Atheistin zu sein ist in den USA nicht leicht, sagt Everhart. Viele Gläubige trauten den Ungläubigen nicht - denn woher bekämen die Gottlosen denn ihre moralischen Richtlinien? Wer an keinen Gott glaubt, gilt vielen als nicht normal.Politiker würzen Reden mit «Gott segne Euch», auf den Dollarnoten steht «In God we Trust» (wir vertrauen auf Gott).
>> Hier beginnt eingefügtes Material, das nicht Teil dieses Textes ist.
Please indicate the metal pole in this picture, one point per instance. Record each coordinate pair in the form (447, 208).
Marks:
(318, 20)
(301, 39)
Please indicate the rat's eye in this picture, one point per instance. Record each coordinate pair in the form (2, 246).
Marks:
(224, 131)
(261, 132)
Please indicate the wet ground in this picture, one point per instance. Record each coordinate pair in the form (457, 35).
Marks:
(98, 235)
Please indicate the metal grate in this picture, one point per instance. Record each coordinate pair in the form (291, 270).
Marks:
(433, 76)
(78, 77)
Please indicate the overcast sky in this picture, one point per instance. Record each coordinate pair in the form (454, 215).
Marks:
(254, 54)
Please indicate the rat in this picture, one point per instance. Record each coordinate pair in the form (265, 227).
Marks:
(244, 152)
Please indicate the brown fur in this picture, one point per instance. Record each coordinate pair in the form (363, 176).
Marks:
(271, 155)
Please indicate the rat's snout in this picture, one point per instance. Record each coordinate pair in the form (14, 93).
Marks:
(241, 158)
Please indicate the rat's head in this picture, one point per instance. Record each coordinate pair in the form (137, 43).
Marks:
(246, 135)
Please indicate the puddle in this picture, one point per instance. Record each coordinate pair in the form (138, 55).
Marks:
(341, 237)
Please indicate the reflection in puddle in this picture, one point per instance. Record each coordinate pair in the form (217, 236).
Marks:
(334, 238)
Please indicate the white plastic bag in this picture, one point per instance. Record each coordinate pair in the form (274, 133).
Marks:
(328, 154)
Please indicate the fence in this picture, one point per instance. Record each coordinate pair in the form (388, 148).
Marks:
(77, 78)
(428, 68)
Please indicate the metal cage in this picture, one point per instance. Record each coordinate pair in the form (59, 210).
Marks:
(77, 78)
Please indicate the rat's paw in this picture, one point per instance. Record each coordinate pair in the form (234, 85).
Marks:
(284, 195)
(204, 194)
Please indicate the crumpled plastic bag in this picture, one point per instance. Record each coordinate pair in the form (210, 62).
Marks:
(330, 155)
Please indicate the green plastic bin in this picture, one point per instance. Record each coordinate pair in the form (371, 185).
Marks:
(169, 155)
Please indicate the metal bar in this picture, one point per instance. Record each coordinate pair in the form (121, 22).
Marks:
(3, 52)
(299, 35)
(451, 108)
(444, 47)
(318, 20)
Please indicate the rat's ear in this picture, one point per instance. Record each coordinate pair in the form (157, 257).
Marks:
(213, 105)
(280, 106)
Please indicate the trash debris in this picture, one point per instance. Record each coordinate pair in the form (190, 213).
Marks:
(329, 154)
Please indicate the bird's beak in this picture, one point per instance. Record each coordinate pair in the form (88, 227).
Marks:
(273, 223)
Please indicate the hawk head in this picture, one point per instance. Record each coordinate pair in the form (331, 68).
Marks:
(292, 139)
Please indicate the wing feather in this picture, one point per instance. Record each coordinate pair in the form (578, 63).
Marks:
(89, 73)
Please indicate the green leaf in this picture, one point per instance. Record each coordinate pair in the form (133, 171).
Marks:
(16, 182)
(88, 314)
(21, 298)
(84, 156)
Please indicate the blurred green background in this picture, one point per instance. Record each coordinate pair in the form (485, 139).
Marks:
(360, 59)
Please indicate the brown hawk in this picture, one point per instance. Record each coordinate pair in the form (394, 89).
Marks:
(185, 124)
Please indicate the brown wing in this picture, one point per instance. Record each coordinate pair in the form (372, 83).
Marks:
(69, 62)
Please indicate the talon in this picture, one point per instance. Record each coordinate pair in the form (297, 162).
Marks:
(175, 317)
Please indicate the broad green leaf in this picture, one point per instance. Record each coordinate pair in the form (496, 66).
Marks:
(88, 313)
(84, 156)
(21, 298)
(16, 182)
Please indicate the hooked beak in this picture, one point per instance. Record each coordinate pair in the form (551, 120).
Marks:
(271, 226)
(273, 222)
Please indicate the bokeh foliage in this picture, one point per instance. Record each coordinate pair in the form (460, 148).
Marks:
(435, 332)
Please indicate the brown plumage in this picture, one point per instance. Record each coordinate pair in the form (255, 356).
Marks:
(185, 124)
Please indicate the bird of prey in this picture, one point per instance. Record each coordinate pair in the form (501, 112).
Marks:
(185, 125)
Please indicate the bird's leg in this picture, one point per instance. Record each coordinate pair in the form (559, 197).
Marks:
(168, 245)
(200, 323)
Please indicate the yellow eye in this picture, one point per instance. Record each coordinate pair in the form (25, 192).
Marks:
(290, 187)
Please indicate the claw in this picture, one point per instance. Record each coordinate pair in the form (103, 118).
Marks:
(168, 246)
Präsident Dwight Eisenhower sagte vor mehr als 50 Jahren, was viele seiner Landsleute noch heute als grundlegend betrachten: Das amerikanische Regierungssystem «macht keinen Sinn, wenn es sich nicht auf einen tiefen religiösen Glauben gründet».
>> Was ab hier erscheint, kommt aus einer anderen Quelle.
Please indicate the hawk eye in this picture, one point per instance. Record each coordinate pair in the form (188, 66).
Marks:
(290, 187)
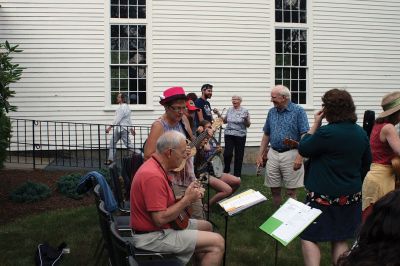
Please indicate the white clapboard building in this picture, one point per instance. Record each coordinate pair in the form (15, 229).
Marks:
(79, 54)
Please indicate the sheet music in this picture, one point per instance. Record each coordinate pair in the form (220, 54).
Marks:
(289, 220)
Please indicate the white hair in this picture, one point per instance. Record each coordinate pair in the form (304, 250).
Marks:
(169, 140)
(283, 90)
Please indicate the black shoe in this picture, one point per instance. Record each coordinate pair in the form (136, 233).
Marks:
(108, 162)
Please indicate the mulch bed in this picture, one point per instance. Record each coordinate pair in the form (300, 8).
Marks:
(10, 179)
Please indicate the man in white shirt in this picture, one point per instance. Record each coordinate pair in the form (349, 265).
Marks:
(121, 124)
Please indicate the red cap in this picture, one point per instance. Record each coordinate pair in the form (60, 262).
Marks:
(190, 106)
(171, 94)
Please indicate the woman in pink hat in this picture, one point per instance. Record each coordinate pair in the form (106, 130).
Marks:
(385, 145)
(174, 102)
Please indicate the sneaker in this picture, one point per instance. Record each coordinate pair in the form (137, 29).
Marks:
(108, 162)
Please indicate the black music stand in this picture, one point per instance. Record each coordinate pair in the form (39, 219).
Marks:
(226, 216)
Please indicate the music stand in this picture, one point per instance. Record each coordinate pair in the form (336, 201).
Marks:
(226, 216)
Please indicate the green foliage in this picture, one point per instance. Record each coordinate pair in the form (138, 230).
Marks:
(9, 73)
(79, 228)
(30, 192)
(5, 135)
(106, 173)
(67, 185)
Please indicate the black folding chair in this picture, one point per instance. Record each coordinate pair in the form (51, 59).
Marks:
(120, 189)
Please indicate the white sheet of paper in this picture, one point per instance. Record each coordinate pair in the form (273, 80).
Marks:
(290, 208)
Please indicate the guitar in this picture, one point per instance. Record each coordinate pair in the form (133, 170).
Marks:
(195, 144)
(291, 143)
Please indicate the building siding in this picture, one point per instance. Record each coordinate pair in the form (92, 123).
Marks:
(352, 45)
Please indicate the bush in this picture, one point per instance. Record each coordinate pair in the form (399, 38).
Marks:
(30, 192)
(9, 74)
(67, 185)
(5, 135)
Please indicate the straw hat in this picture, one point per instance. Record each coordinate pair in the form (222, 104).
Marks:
(390, 104)
(171, 94)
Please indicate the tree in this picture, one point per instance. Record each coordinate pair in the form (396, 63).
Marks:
(9, 73)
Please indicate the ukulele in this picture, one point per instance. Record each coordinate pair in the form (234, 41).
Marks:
(291, 143)
(182, 221)
(197, 142)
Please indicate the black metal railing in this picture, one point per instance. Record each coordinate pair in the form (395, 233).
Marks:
(70, 144)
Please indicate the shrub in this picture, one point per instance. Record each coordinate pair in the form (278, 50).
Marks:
(67, 185)
(30, 192)
(5, 135)
(9, 74)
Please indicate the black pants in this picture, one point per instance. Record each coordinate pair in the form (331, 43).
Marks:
(234, 143)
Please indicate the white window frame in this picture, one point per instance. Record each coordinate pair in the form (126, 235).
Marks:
(108, 21)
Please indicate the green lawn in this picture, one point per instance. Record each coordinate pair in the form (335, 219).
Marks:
(247, 244)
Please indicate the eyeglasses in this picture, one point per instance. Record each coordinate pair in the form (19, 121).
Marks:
(183, 154)
(178, 109)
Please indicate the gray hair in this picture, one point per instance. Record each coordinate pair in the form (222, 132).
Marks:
(237, 96)
(169, 140)
(283, 90)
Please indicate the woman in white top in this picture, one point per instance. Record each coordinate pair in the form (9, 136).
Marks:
(238, 120)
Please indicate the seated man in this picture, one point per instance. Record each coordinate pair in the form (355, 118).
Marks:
(154, 208)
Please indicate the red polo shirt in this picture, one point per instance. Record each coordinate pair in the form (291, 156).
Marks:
(150, 191)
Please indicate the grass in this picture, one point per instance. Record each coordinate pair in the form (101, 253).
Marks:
(247, 244)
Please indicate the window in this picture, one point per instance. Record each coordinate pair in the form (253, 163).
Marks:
(128, 64)
(291, 66)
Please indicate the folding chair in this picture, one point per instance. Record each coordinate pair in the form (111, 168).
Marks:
(119, 189)
(125, 253)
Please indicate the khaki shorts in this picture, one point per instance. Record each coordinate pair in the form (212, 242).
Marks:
(279, 170)
(197, 206)
(181, 243)
(379, 181)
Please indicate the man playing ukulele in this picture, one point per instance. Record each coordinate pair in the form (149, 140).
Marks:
(154, 208)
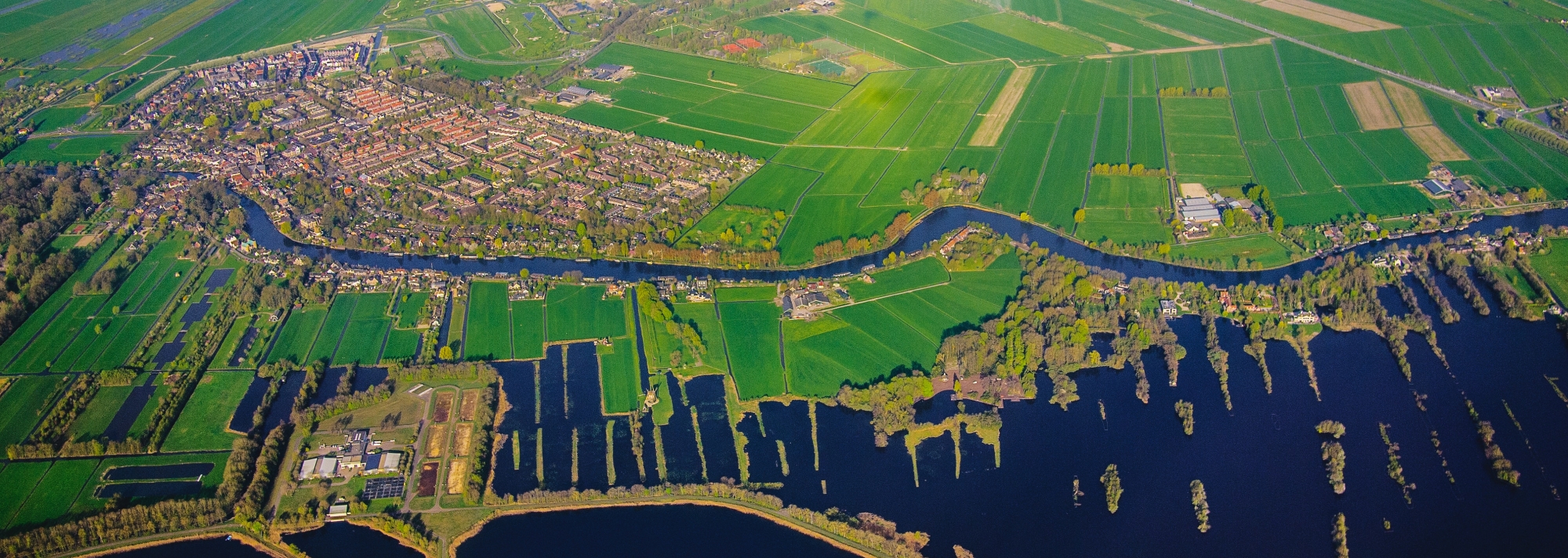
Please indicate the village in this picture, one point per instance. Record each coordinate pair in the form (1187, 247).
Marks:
(421, 172)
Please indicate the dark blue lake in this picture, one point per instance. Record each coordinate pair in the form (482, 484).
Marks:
(1261, 462)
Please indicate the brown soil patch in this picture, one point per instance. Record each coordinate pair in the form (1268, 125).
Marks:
(1371, 106)
(1437, 145)
(1327, 15)
(460, 446)
(437, 441)
(443, 407)
(471, 402)
(427, 479)
(995, 121)
(457, 476)
(1409, 104)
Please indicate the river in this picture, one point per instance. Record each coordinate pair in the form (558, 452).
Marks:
(1261, 463)
(931, 228)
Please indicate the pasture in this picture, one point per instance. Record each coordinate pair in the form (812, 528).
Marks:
(619, 377)
(203, 424)
(490, 321)
(258, 24)
(70, 150)
(752, 335)
(578, 313)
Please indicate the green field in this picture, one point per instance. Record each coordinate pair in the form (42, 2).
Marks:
(871, 341)
(205, 421)
(619, 377)
(294, 342)
(490, 322)
(68, 150)
(258, 24)
(27, 400)
(474, 31)
(579, 313)
(56, 493)
(915, 275)
(752, 333)
(1553, 267)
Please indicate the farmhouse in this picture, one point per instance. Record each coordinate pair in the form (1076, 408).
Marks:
(573, 96)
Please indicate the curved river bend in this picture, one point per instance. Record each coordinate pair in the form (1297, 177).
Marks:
(931, 228)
Viel Mut hat ihnen Barack Obamas Amtseinführungsrede gemacht, in der erstmals ein Präsident Nicht-Gläubige willkommen hiess: «Wir sind eine Nation von Christen und Muslimen, Juden und Hindus und Nicht-Gläubigen».
Lobby-Büro eingerichtet
Im August hat die «Säkulare Koalition für Amerika», ein Zusammenschluss von zehn sonst rivalisierenden Organisationen für Atheisten, Freidenker, Humanisten und Agnostiker auf Washingtons legendärer K-Street, der Meile der Lobbyfirmen und Anwaltskanzleien, ein Lobby-Büro eingerichtet: Man wolle den Einfluss der Religion auf die Politik bremsen.Die Zahl Nicht-Religiöser in den USA steigt. Nach Darstellung der «American-Religion-Identification»-Untersuchung von 2008, die sich auf Umfragen unter 54.000 US-Amerikanern gründet, gehören 15 Prozent keiner Religion an. Das sind fast doppelt so viele wie 1990 (8,2 Prozent).
Zu dieser Gruppe zählten aber auch die Menschen, die sich keine Gedanken über ihren Glauben machten oder sich nicht festlegten, erläuterte Barry Kosmin, Co-Autor der Studie. Nur 0,7 Prozent bezeichneten sich als Atheisten - Menschen, die überzeugt sind, dass es keinen Gott gibt. Demgegenüber glaubten knapp 70 Prozent der US-Amerikaner an einen «persönlichen Gott» und rund zwölf Prozent an die Existenz einer höheren Macht.
Atheismus verändert sich
Und auch das Gesicht des Atheismus verändert sich. Bei Atheistenversammlungen sehe man zwar noch immer «hauptsächlich alte weisse Männer», bedauert Hemant Mehta, ein aus Indien stammender Mathematiklehrer und Blogger. Langsam aber kämen neue Leute dazu. Das sagt auch Lyz Liddell, Mitarbeiterin des Studentenverbandes «Säkulare Studentenallianz». Entscheidend für das Wachstum sei das Internet: Wie nie zuvor hätten Atheisten jetzt die Möglichkeit, einander zu begegnen.Sorgen über diese Entwicklung
Kirchenvertreter machen sich Sorgen um das Wachstum bei den Nicht-Religiösen und den Mitgliederschwund in den meisten protestantischen US-Kirchen. Die katholische Kirche hingegen wächst, dank der Einwanderer aus den katholisch geprägten Ländern südlich des Rio Grande.Dass der Ritus des «Enttaufens» zum Massentrend werden könnte, befürchtet in den Kirchen aber keiner. Die «Enttauften» verstünden das Wesen der Taufe nicht vollständig, urteilt der Washingtoner Theologieprofessor Laurence Stookey. Es liege nicht in der Macht der Getauften, die Taufe rückgängig zu machen. Denn Gott halte an dem geschlossenen Bund fest.